My last post, about essay writing skills and my lack of said skill. This post is about French-ing skills and my lack of this said skill.
In Missouri, it is optional to start a high school foreign language in middle school, therefore I opted to take that path. This meant that over 7th and 8th grade, I took what was equal to one year of high school French. By the time I reached freshman year, I was in French II. That means Junior year, I should be in French IV, yeah?
Plot twist: This summer, we moved unexpectedly. The day we registered for school, I arrived in Frisco after waking up at 7 am and driving four hours in order to make it in time for our registration appointment. Lets just say that I was feeling a bit out of sorts. Filling out all those enrollment forms absolutely fried my brain, and by the time I was actually supposed to tell the counselor what classes I wanted, I was just DONE.
After filling out a sheet where I wrote down what classes I'd like to take, I was told that one of the classes did not exist, two weren't required, and there were actually 2 other classes I should have taken before junior year. By the end of the discussion, I was thoroughly confused.
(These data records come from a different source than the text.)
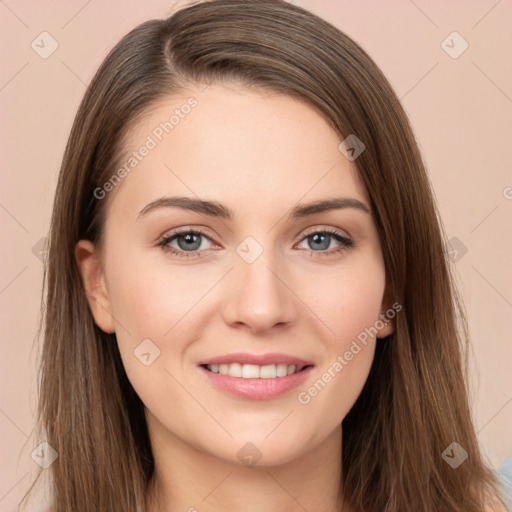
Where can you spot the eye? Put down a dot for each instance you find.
(321, 239)
(190, 242)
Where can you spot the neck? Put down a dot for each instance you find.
(188, 480)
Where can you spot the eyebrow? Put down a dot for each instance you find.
(216, 209)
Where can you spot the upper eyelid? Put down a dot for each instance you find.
(307, 232)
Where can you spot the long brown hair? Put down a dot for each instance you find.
(414, 403)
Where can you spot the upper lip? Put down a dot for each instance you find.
(257, 359)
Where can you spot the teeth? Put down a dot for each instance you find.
(253, 371)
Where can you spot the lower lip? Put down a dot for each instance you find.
(257, 389)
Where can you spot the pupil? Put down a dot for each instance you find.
(318, 236)
(190, 239)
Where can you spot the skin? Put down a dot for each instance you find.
(259, 153)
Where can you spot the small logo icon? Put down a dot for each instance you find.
(44, 45)
(249, 454)
(455, 455)
(44, 455)
(146, 352)
(249, 250)
(351, 147)
(454, 45)
(456, 249)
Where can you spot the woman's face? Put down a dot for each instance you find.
(266, 287)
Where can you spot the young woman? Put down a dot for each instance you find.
(248, 303)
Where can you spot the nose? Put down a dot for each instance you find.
(259, 298)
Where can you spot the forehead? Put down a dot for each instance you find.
(249, 147)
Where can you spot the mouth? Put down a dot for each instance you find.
(255, 382)
(253, 371)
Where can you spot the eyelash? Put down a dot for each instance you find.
(163, 243)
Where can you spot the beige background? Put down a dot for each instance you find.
(460, 109)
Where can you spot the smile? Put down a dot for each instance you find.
(253, 371)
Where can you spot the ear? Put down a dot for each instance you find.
(89, 265)
(388, 312)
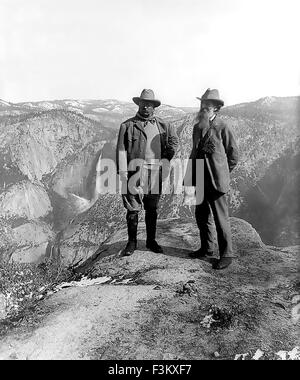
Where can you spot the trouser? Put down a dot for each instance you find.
(134, 203)
(214, 210)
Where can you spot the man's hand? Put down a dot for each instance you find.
(123, 176)
(189, 196)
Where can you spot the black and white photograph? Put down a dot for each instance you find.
(149, 183)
I just agreed to anything and everything the counselor said with reckless abandon.
When it came time to decide on what level of French I should take, I decided I'd go out on a limb and take the AP level- French IV, because it was logical for me to take the next level of French. (It was definitely NOT a desire to seem super smart because I've got Asian standards to live up to ...)
The catch: In Missouri, the AP level French isn't until French V, so technically I needed another year of French to be at the AP level.
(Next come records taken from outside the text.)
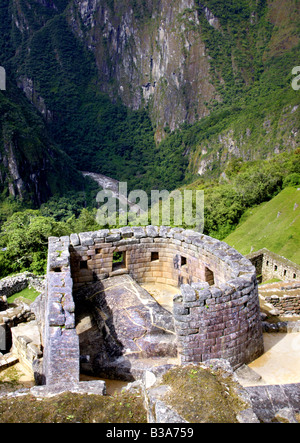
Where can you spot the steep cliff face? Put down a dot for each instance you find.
(149, 53)
(31, 166)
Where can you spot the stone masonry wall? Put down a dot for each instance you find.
(216, 316)
(151, 254)
(11, 285)
(60, 341)
(270, 265)
(286, 305)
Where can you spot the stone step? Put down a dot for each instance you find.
(268, 400)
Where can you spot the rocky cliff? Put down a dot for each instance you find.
(149, 53)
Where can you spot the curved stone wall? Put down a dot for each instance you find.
(217, 313)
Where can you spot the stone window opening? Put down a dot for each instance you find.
(154, 256)
(209, 276)
(119, 260)
(183, 261)
(83, 264)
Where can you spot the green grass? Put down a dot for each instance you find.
(274, 225)
(28, 293)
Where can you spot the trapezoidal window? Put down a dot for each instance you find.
(119, 260)
(183, 261)
(83, 264)
(154, 256)
(209, 276)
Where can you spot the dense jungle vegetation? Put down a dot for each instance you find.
(251, 63)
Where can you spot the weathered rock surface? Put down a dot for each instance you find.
(118, 322)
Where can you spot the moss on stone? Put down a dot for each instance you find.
(123, 407)
(202, 396)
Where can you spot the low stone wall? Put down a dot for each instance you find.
(217, 315)
(12, 285)
(26, 345)
(219, 322)
(270, 265)
(286, 305)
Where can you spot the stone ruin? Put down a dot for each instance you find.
(95, 316)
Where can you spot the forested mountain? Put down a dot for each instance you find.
(161, 94)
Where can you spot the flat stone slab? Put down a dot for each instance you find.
(268, 400)
(124, 323)
(96, 387)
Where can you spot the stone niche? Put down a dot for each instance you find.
(96, 312)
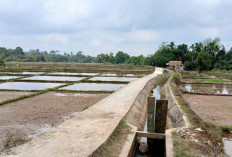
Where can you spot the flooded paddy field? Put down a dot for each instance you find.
(8, 77)
(53, 78)
(5, 95)
(113, 79)
(28, 86)
(93, 87)
(40, 113)
(214, 109)
(122, 75)
(224, 89)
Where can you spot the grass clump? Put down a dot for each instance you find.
(85, 108)
(116, 141)
(226, 128)
(210, 80)
(182, 147)
(7, 141)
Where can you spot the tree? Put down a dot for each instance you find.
(121, 57)
(203, 61)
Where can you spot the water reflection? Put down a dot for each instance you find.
(8, 77)
(28, 85)
(208, 88)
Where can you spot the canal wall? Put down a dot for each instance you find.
(83, 134)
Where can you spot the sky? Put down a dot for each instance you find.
(102, 26)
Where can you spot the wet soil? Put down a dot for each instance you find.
(5, 95)
(29, 118)
(214, 109)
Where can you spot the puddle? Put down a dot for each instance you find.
(85, 95)
(94, 87)
(28, 85)
(114, 79)
(27, 73)
(156, 94)
(227, 146)
(66, 73)
(60, 94)
(8, 77)
(208, 88)
(125, 75)
(53, 78)
(41, 131)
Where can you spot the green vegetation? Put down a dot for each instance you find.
(206, 55)
(115, 143)
(7, 141)
(203, 61)
(85, 108)
(210, 80)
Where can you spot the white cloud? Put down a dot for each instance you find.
(101, 26)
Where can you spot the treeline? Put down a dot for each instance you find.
(207, 55)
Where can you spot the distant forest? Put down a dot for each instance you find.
(207, 55)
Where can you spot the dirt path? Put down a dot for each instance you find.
(31, 117)
(214, 109)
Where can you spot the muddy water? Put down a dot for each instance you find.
(66, 73)
(8, 77)
(208, 88)
(228, 146)
(27, 73)
(28, 85)
(94, 87)
(156, 94)
(114, 79)
(53, 78)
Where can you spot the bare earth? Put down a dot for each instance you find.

On the first day of school, I showed up in the class, and the teacher began spewing a slew of fluent French. The whole class nodded and acted on her instruction. I, on the other hand, realized I had made a GRAVE mistake. How on earth could I ever have possibly thought I could survive in a class full of smart people (three of which I was sure was fluent already anyway). I understood two statements the teacher made that day : Bonjour when I walked in and Au Revoir when I walked out.
I went home feeling rather dejected, but decided to persist with the class anyways. I am supposedly a respectable Asian who DOES NOT GIVE UP on any account! I muddled through a semester of the class and miraculously ended up with an "A" in the class by winter break.
Now standing on the other side of the New Year, the AP exam is hurtling towards me with the speed and force of stampeding cows. After several practice speaking exercises, reading and multiple choice exercises, and essays, I'm realizing that maybe I should have NOT taken AP French IV. Someone rescue me because this French IV life isn't working for me.